According to the Ministry of Cooperatives and Small Medium Business, Indonesia had 58 million SMBs in 2013, of which 98.7% were micro businesses, 1.13% small businesses, 0.09% medium businesses, and only 0.01% were large businesses.
The SMB contribution to Indonesia’s gross domestic product (GDP) is 60%, but while making up the biggest proportion of the SMB sector, micro businesses only contribute 37% to the country’s GDP, while medium businesses contributed 14%.
Irene said this is why Lenovo Indonesia believes that SMBs can still be a very good market, despite the challenges.
“Small businesses dominate whole SMB segments, but it is very hard for them to spend on IT because of financial difficulties – banks are still hesitant to give out loans to these small businesses,” she said.
When it comes to medium businesses on the other hand, it is more a perception challenge rather than financial constraints.
Most [medium businesses] tend to “feel they have enough [IT] already,” said Irene.
“Enterprise customers have a very high awareness of the need of IT in their organisations, but SMBs consider it as only being complementary to their business,” she added.
Indonesia may have a huge number of SMBs, but the gaps between them are pretty huge too.
“There is this huge gap in terms of capacity and capability between a medium business and a small business,” said Irene (pic above).
“A medium business can be a company with 2,000 employees, while a small business may even have only one or two people running the company.

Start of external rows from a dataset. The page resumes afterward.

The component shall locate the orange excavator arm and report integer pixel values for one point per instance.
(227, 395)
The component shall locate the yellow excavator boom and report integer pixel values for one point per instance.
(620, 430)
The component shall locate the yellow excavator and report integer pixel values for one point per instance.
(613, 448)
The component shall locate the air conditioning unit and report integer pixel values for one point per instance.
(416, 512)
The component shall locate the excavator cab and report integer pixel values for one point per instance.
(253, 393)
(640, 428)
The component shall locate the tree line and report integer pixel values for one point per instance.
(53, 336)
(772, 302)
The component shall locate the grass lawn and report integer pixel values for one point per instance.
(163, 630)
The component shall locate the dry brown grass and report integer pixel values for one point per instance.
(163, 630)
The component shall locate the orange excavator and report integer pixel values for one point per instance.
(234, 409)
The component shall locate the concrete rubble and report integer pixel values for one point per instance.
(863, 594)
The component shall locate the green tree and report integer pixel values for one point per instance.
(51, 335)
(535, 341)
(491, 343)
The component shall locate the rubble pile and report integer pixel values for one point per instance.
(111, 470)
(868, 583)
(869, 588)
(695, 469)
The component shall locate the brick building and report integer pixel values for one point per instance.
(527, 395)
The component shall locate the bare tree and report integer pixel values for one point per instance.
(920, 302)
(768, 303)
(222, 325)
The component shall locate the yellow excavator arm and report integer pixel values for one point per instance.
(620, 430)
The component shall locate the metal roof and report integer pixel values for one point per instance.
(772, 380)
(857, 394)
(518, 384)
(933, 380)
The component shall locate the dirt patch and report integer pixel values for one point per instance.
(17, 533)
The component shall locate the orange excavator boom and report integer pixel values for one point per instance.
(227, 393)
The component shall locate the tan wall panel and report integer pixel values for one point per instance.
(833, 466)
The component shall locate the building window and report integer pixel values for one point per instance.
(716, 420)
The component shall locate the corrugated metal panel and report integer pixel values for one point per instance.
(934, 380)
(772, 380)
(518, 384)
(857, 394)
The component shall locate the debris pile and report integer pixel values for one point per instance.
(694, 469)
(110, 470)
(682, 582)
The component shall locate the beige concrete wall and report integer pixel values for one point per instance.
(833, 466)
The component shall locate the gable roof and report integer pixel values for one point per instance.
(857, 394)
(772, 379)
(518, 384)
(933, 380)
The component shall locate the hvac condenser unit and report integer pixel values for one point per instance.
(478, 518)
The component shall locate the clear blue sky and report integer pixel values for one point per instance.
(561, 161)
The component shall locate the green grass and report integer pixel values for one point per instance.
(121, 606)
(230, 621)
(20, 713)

“As a result, on a single day we may meet with an SMB that does not need even a single PC, yet on the same day, meet another which needs hundreds – it varies, and the gap is big,” she added.
Despite falling under the catch-all ‘SMB’ umbrella, such customer segments cannot be addressed with one simple strategy, but require tailored and customised approaches.

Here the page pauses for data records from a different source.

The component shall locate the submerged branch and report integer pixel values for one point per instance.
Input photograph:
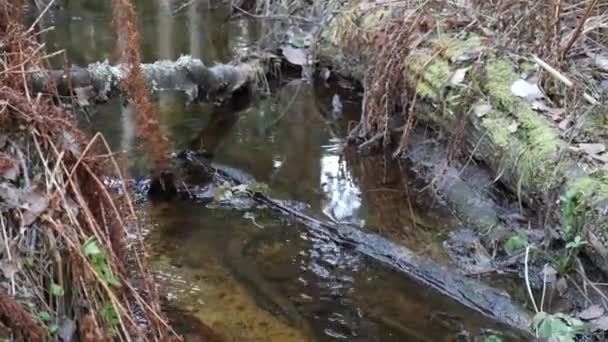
(100, 81)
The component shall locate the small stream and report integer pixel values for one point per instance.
(314, 289)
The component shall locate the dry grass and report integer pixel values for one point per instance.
(126, 26)
(565, 33)
(64, 253)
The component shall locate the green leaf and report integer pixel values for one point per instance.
(557, 327)
(516, 243)
(44, 316)
(53, 329)
(576, 243)
(57, 290)
(91, 248)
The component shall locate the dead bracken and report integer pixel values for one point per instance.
(64, 252)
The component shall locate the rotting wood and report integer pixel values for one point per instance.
(522, 147)
(100, 81)
(471, 293)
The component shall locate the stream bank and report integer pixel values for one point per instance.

This is why Lenovo has separated SMBs into a standalone segment in Asia Pacific – in other markets, they are targeted as either part of the consumer or the enterprise business.

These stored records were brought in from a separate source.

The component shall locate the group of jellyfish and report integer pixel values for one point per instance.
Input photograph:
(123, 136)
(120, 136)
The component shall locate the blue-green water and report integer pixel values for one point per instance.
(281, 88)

In Indonesia, Lenovo has about 20 notebook and desktop computers focused on addressing the different needs of SMBs, according to Irene.
Strong retail game
The retail channel has also been key to penetrating the SMB segment in Indonesia, since most such businesses buy their PCs from retailers, especially in the Java area, including Jakarta, Surabaya, Bandung, and Yogyakarta.
“Jakarta and Surabaya are home to many businesses, and this is where almost all revenue for our SMB segment comes from,” said Irene.
“We are also seeing potential in Yogyakarta because it has the most number of micro-businesses across Indonesia,” she added.
Currently, the SMB segment contributes to approximately 20% of Lenovo Indonesia’s business. Around 60% comes from the consumer segment, and the remaining 20% from the enterprise segment.
Retailers are also important to Lenovo’s SMB business because they can be greater marketers for the company.
“We maintain good relationships with our retail partners because in Indonesia … the retail channel is the first touch point – only after customers buy our products there will they contact us directly,” said Irene.
Gloomy outlook for PCs
According to IDC, PC shipments in Asia Pacific fell 7.7% to a total of 107.6 million units in 2015, and the declining trend will continue this year.
While acknowledging this gloomy outlook, Irene argued that the PC market is not saturated yet.
“It is predicted that overall PC shipments for Indonesia this year would be at 3.8 million units compared with four million units shipped last year,” she said.
“This is the trend now, but we have no other strategy than to keep showing our existence in the market. If we hold back, we are going to be forgotten – and we do not want that,” she added.
On a high-level, this same attitude will inform Lenovo Indonesia’s SMB focus: Be there, while educating the market what can it can do with its products, via roadshows and events, for example.